The relationship between serum sodium and intracranial pressure when using hypertonic saline to target mild hypernatremia in patients with head trauma
1 Department of Pharmacy Practice, Auburn University Harrison School of Pharmacy, 1321 Walker Building, Auburn, AL 36849, USA
2 Department of Clinical Pharmacy, University of Tennessee Health Science Center, 881 Madison Avenue, Memphis, TN 38163, USA
3 Department of Surgery, University of Tennessee Health Science Center, 910 Madison Avenue, Memphis, TN 38163, USA
4 Department of Neurosurgery, University of Tennessee Health Science Center, 427 Johnson Building, Memphis, TN 38163, USA
Critical Care 2012, 16:R193 doi:10.1186/cc11678Published: 15 October 2012
Limited data suggest mild hypernatremia may be related to lower intracranial pressure (ICP) in patients with traumatic brain injury (TBI). The practice at the study center has been to use hypertonic saline (HTS) to generate a targeted serum sodium of 145 to 155 mEq/l in patients with TBI. The purpose of this study was to determine the relationship between serum sodium values and ICP, and to evaluate the acute effect of HTS on ICP.

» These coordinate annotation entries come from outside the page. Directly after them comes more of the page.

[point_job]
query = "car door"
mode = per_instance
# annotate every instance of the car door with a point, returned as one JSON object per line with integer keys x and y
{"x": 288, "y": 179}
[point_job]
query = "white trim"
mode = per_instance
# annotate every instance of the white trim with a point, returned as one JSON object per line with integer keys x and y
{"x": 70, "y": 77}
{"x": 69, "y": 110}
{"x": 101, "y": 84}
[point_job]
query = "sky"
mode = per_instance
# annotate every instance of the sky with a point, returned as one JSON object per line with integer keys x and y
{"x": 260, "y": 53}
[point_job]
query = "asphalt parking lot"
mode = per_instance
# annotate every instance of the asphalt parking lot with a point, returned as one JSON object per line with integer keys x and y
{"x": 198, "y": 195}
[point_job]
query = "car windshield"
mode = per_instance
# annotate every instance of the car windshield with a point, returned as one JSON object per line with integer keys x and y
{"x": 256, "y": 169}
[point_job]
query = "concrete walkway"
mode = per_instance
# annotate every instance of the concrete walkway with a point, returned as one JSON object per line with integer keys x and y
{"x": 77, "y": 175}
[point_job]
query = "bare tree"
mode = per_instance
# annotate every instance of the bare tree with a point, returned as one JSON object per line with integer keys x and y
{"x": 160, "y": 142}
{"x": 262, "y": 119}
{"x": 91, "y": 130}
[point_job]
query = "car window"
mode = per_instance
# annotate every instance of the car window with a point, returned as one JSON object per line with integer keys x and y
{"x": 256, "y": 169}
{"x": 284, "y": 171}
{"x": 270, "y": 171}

A retrospective review of patients who were admitted to the trauma ICU for TBI, had an ICP monitor placed, and received at least one dose of HTS between January 2006 and March 2011 was performed. Data were collected for up to 120 hours after ICP monitor placement. The primary outcome was the relationship between serum sodium and maximum ICP. Secondary outcomes were the relationship between serum sodium and the mean number of daily interventions for ICP control, and the acute effect of HTS on ICP during the 6 hours after each dose. Linear regression was used to analyze the primary outcome. Analysis of variance on ranks and repeated measures analysis of variance were used to evaluate the number of interventions and the acute effect of HTS on ICP, respectively.
Eighty-one patients were enrolled with mean ± standard deviation age of 36 ± 15 years and median Glasgow Coma Scale score of 7 (interquartile range, 4 to 7). A total of 1,230 serum sodium values (range, 118 to174 mEq/l) and 7,483 ICP values (range, 0 to 159 mmHg) were collected. There was no correlation between serum sodium and maximum ICP (R2 = 0.0052). The overall mean ± standard deviation number of interventions for elevated ICP per day was 4.2 ± 2.9, 2.9 ± 2.0, and 2.6 ± 2.3 for patients with a mean serum sodium of < 145, 145 to 155, and > 155 mEq/l, respectively (P < 0.001). Regarding the acute effect of HTS on ICP, there was no statistical difference in mean ICP compared with baseline during hours 1 through 6 following HTS doses (baseline, 13.7 ± 8.4 mmHg; hour 1, 13.6 ± 8.3 mmHg; hour 2, 13.5 ± 8.8 mmHg; hour 3, 13.3 ± 8.7 mmHg; hour 4, 13.4 ± 8.7 mmHg; hour 5, 13.4 ± 8.3 mmHg; hour 6, 13.5 ± 8.3 mmHg; P = 0.84).
Serum sodium concentrations did not correlate with ICP values. These results warrant further evaluation and possible reassessment of sodium goals for ICP management in patients with TBI.